By John Borland | Wired.com
| Aug. 14, 2007
On November 17th, 2005, an anonymous Wikipedia user deleted 15 paragraphs from an article on e-voting machine-vendor Diebold, excising an entire section critical of the company's machines. While anonymous, such changes typically leave behind digital fingerprints offering hints about the contributor, such as the location of the computer used to make the edits.
In this case, the changes came from an IP address reserved for the corporate offices of Diebold itself. And it is far from an isolated case. A new data-mining service launched Monday traces millions of Wikipedia entries to their corporate sources, and for the first time puts comprehensive data behind longstanding suspicions of manipulation, which until now have surfaced only piecemeal in investigations of specific allegations.
Wikipedia Scanner -- the brainchild of Cal Tech computation and neural-systems graduate student Virgil Griffith -- offers users a searchable database that ties millions of anonymous Wikipedia edits to organizations where those edits apparently originated, by cross-referencing the edits with data on who owns the associated block of internet IP addresses.
Inspired by news last year that Congress members' offices had been editing their own entries, Griffith says he got curious, and wanted to know whether big companies and other organizations were doing things in a similarly self-interested vein.
"Everything's better if you do it on a huge scale, and automate it," he says with a grin.
This database is possible thanks to a combination of Wikipedia policies and (mostly) publicly available information.
The online encyclopedia allows anyone to make edits, but keeps detailed logs of all these changes. Users who are logged in are tracked only by their user name, but anonymous changes leave a public record of their IP address.
The organization also allows downloads of the complete Wikipedia, including records of all these changes.
Griffith thus downloaded the entire encyclopedia, isolating the XML-based records of anonymous changes and IP addresses. He then correlated those IP addresses with public net-address lookup services such as ARIN, as well as private domain-name data provided by IP2Location.com.
The result: A database of 34.4 million edits, performed by 2.6 million organizations or individuals ranging from the CIA to Microsoft to Congressional offices, now linked to the edits they or someone at their organization's net address has made.

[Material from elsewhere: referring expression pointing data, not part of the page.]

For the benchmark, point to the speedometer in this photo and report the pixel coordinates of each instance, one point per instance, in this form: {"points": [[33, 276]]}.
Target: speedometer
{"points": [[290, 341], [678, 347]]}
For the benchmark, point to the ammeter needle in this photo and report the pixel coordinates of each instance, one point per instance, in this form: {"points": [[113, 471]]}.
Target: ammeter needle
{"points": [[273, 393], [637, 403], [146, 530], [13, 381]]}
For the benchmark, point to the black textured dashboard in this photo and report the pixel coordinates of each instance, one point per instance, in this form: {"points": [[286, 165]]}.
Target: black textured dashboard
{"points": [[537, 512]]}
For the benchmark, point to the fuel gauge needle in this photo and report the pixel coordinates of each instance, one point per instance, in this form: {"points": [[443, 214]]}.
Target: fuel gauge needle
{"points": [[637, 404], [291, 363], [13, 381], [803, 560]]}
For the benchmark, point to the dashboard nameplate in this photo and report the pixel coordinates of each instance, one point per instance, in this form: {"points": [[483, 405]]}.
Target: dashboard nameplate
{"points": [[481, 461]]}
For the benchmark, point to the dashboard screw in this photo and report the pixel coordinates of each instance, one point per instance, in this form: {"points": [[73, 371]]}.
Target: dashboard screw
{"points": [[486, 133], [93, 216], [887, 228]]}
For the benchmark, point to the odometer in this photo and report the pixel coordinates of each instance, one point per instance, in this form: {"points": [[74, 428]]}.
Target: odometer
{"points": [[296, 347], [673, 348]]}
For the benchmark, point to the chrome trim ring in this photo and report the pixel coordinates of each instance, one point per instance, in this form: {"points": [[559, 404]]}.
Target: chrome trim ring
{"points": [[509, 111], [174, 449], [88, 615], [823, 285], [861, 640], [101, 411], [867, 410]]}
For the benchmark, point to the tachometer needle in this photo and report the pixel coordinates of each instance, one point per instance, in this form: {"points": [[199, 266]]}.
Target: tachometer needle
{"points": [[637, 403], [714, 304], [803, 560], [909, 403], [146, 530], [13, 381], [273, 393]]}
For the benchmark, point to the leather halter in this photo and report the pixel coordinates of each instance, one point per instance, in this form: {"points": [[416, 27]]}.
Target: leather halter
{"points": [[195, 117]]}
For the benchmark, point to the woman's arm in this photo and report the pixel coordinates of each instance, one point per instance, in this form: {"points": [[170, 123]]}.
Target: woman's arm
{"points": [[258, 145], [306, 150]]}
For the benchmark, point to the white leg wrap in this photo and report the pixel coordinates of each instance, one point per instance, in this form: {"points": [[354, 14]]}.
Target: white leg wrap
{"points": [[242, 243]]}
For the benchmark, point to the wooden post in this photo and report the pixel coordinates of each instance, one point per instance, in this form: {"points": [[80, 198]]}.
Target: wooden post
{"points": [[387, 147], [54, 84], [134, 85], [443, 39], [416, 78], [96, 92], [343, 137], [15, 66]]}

Some of this appears to be transparently self-interested, either adding positive, press release-like material to entries, or deleting whole swaths of critical material.
Voting-machine company Diebold provides a good example of the latter, with someone at the company's IP address apparently deleting long paragraphs detailing the security industry's concerns over the integrity of their voting machines, and information about the company's CEO's fund-raising for President Bush.

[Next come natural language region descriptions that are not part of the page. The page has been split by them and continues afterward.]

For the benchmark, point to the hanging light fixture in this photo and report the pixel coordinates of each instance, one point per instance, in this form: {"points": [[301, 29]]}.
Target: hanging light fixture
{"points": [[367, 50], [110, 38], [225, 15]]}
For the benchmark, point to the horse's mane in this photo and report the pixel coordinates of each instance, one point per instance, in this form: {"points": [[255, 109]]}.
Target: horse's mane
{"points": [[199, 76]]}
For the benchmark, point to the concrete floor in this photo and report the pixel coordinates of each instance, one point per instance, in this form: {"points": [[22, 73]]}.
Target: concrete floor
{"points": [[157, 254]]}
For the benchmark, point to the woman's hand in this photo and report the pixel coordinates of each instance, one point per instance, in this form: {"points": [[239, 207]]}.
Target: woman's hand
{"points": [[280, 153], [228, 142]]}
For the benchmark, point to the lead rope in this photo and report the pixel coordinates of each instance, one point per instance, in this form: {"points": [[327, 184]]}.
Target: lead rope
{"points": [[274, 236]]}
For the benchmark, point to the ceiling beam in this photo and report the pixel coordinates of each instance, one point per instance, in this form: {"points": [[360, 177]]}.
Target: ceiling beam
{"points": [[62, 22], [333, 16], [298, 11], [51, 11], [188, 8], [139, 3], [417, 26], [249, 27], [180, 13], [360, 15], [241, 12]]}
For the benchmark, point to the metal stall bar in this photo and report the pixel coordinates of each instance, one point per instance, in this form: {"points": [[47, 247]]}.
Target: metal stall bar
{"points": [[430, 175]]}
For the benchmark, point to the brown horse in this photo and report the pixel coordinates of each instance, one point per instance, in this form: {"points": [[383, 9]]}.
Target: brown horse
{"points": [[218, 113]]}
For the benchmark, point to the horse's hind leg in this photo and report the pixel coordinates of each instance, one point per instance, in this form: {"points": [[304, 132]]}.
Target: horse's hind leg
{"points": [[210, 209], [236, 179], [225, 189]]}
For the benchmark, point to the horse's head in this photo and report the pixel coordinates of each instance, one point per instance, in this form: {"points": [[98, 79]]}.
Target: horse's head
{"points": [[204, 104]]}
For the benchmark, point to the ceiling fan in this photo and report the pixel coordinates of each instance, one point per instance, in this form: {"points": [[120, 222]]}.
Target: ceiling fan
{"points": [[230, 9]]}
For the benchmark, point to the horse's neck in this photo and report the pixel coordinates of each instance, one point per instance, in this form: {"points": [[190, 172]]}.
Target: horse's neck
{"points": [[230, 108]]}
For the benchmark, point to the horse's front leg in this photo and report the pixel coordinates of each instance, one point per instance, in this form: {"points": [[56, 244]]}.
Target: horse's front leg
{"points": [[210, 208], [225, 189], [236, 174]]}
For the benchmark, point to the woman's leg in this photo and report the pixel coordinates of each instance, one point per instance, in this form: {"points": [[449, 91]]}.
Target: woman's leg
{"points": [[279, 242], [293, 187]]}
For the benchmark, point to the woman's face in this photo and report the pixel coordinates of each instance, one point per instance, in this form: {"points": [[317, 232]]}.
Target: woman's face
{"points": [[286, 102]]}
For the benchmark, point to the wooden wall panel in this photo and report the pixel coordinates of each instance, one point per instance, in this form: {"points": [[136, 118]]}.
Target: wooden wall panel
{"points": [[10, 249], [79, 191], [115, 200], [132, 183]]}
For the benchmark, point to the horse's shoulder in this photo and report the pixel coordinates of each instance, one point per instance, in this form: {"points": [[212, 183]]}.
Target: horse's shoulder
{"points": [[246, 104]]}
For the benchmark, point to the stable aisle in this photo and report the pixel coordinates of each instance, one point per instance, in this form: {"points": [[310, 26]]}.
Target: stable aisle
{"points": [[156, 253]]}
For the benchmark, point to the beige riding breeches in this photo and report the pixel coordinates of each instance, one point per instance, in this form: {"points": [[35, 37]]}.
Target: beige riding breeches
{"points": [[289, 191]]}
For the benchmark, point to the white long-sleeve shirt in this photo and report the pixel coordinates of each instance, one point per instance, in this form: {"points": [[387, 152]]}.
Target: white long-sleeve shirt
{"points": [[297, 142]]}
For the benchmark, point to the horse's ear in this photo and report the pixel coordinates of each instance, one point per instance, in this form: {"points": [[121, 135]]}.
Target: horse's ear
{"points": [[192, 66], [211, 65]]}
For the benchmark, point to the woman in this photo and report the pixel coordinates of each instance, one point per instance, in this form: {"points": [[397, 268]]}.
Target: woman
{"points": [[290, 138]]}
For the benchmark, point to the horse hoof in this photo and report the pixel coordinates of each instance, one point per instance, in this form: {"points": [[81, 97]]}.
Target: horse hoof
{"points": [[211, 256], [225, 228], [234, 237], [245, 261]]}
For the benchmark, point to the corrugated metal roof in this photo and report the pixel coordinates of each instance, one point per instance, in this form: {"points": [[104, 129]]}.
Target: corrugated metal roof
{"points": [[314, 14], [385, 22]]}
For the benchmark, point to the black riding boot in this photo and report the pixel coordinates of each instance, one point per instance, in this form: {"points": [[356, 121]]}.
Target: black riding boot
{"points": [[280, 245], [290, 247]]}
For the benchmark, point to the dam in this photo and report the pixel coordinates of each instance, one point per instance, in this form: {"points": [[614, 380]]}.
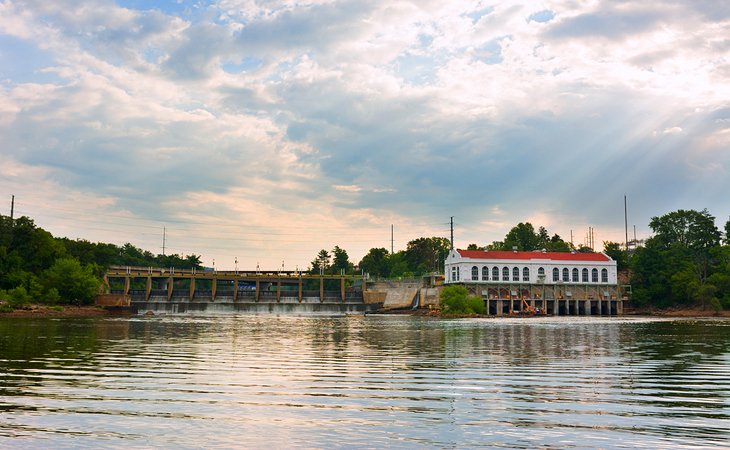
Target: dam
{"points": [[188, 291]]}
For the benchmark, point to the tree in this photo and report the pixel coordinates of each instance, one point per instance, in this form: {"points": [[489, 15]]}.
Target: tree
{"points": [[691, 229], [74, 282], [523, 237], [426, 254], [614, 251], [321, 262], [341, 261], [375, 262], [455, 299]]}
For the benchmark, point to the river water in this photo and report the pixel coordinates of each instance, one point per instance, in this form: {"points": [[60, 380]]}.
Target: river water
{"points": [[375, 381]]}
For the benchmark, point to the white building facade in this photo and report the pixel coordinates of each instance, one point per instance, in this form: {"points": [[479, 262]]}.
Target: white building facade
{"points": [[544, 268]]}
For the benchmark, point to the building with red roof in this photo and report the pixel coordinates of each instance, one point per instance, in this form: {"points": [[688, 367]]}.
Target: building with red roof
{"points": [[536, 267]]}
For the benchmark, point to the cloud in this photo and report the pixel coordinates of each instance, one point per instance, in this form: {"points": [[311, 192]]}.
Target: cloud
{"points": [[239, 116]]}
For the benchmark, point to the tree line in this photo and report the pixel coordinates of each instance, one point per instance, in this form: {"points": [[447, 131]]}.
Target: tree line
{"points": [[37, 267], [686, 261]]}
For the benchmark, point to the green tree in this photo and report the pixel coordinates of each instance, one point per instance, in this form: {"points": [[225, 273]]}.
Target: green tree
{"points": [[455, 299], [425, 255], [375, 262], [341, 261], [320, 263], [614, 251], [523, 237], [75, 283]]}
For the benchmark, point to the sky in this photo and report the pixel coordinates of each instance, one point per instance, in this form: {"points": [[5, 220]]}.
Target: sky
{"points": [[259, 132]]}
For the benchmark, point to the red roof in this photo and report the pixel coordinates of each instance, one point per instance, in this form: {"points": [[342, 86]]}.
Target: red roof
{"points": [[555, 256]]}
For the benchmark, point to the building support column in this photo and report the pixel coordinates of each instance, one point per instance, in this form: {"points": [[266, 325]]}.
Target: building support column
{"points": [[342, 288]]}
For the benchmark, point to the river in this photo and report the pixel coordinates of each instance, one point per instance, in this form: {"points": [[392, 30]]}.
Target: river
{"points": [[354, 382]]}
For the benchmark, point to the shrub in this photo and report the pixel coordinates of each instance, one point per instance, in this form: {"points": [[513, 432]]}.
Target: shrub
{"points": [[74, 282], [18, 297], [456, 300], [475, 304]]}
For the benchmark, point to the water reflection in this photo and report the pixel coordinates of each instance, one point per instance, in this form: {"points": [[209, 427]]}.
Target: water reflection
{"points": [[259, 381]]}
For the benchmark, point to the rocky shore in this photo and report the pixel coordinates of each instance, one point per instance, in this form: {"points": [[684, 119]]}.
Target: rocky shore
{"points": [[61, 311]]}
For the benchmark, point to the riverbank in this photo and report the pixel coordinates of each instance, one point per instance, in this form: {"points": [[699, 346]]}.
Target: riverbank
{"points": [[60, 311]]}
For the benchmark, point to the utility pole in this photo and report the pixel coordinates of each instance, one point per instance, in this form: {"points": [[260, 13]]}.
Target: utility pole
{"points": [[452, 233], [626, 224]]}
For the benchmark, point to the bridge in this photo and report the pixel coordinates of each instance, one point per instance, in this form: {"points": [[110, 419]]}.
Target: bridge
{"points": [[175, 290]]}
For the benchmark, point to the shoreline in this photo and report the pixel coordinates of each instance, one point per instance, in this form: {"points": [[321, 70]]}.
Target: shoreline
{"points": [[72, 311]]}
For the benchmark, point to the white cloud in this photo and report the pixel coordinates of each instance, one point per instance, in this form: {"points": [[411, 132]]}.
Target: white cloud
{"points": [[355, 115]]}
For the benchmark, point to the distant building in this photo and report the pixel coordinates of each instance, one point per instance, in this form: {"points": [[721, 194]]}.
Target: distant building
{"points": [[537, 267], [554, 283]]}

The text, deleted in November 2005, was quickly restored by another Wikipedia contributor, who advised the anonymous editor, "Please stop removing content from Wikipedia. It is considered vandalism."
A Diebold Election Systems spokesman said he'd look into the matter but could not comment by press time.
Wal-Mart has a series of relatively small changes in 2005 that that burnish the company's image on its own entry while often leaving criticism in, changing a line that its wages are less than other retail stores to a note that it pays nearly double the minimum wage, for example. Another leaves activist criticism on community impact intact, while citing a "definitive" study showing Wal-Mart raised the total number of jobs in a community.
As has been previously reported, politician's offices are heavy users of the system. Former Montana Sen. Conrad Burns' office, for example, apparently changed one critical paragraph headed "A controversial voice" to "A voice for farmers," with predictably image-friendly content following it.
Perhaps interestingly, many of the most apparently self-interested changes come from before 2006, when news of the Congressional offices' edits reached the headlines. This may indicate a growing sophistication with the workings of Wikipedia over time, or even the rise of corporate Wikipedia policies.
Wikipedia founder Jimmy Wales told Wired News he was aware of the new service, but needed time to experiment with it before commenting.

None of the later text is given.